Pas d’accord avec En Marche pour les régionales, dit Muselier
PARIS (Reuters) – Il n’y a pas et il n’y aura pas d’accord avec En marche pour les élections régionales, a déclaré mardi le président sortant de la région Provence-Alpes-Côte d’Azur en réponse à l’émoi provoqué dans sa famille politique, Les Républicains (LR), par le soutien apporté à sa liste par le camp présidentiel.
Dans un communiqué publié quelques heures après une réunion au siège de LR à Paris, Renaud Muselier repousse toute idée de lien entre sa région et l’élection présidentielle du printemps 2022 et réaffirme son appartenance à LR.

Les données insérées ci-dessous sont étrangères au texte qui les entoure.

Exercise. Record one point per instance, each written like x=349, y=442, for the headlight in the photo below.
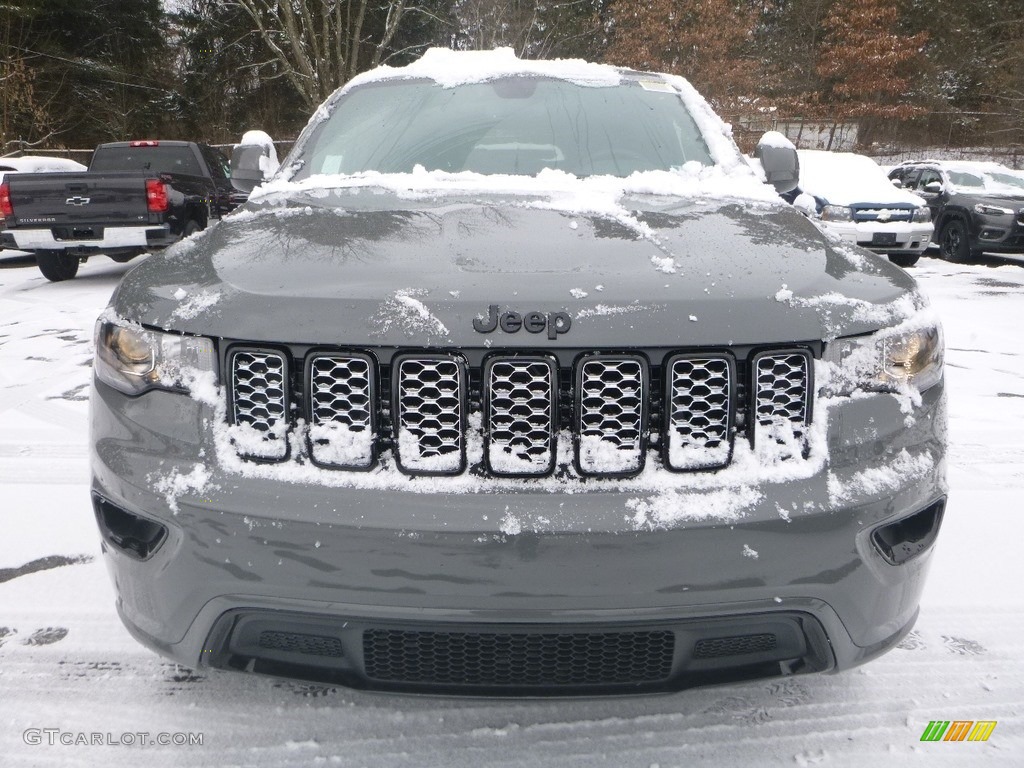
x=888, y=360
x=134, y=359
x=987, y=210
x=837, y=213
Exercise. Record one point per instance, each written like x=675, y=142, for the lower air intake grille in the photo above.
x=734, y=646
x=294, y=642
x=518, y=659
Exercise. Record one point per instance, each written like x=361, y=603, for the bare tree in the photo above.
x=322, y=44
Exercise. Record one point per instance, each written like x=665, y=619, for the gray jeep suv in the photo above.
x=516, y=380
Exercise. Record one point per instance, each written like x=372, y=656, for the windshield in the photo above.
x=517, y=125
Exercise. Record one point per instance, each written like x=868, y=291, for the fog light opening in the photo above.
x=134, y=536
x=902, y=541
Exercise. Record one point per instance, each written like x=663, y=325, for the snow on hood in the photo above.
x=844, y=178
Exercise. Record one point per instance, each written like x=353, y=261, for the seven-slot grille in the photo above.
x=696, y=407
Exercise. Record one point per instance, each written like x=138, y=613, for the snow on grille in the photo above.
x=699, y=413
x=781, y=388
x=610, y=397
x=520, y=416
x=341, y=411
x=259, y=404
x=429, y=415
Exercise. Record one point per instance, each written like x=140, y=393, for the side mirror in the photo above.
x=247, y=170
x=779, y=160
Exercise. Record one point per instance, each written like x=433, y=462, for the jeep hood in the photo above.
x=371, y=269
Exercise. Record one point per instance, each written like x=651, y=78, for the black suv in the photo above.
x=976, y=207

« Il n’y a pas et il n’y aura pas d’accord à quelque niveau que ce soit avec En marche, pas plus qu’avec d’autres appareils, mais je suis sensible à tous les soutiens qui se manifestent », écrit-il, trois jours après la décision de La République en marche (LaRem) de rejoindre sa liste, annoncée par le Premier ministre, Jean Castex, dans le Journal du dimanche.
« Je refuse la nationalisation des scrutins locaux », ajoute Renaud Muselier. « Cette élection est régionale et ne peut en aucun cas, comme certains le souhaiteraient à Paris ou ailleurs, être l’occasion de préparer la présidentielle ou imaginer une quelconque recomposition politique. »
« Je conduirai donc une équipe dont la colonne vertébrale sera naturellement les Républicains », poursuit l’élu.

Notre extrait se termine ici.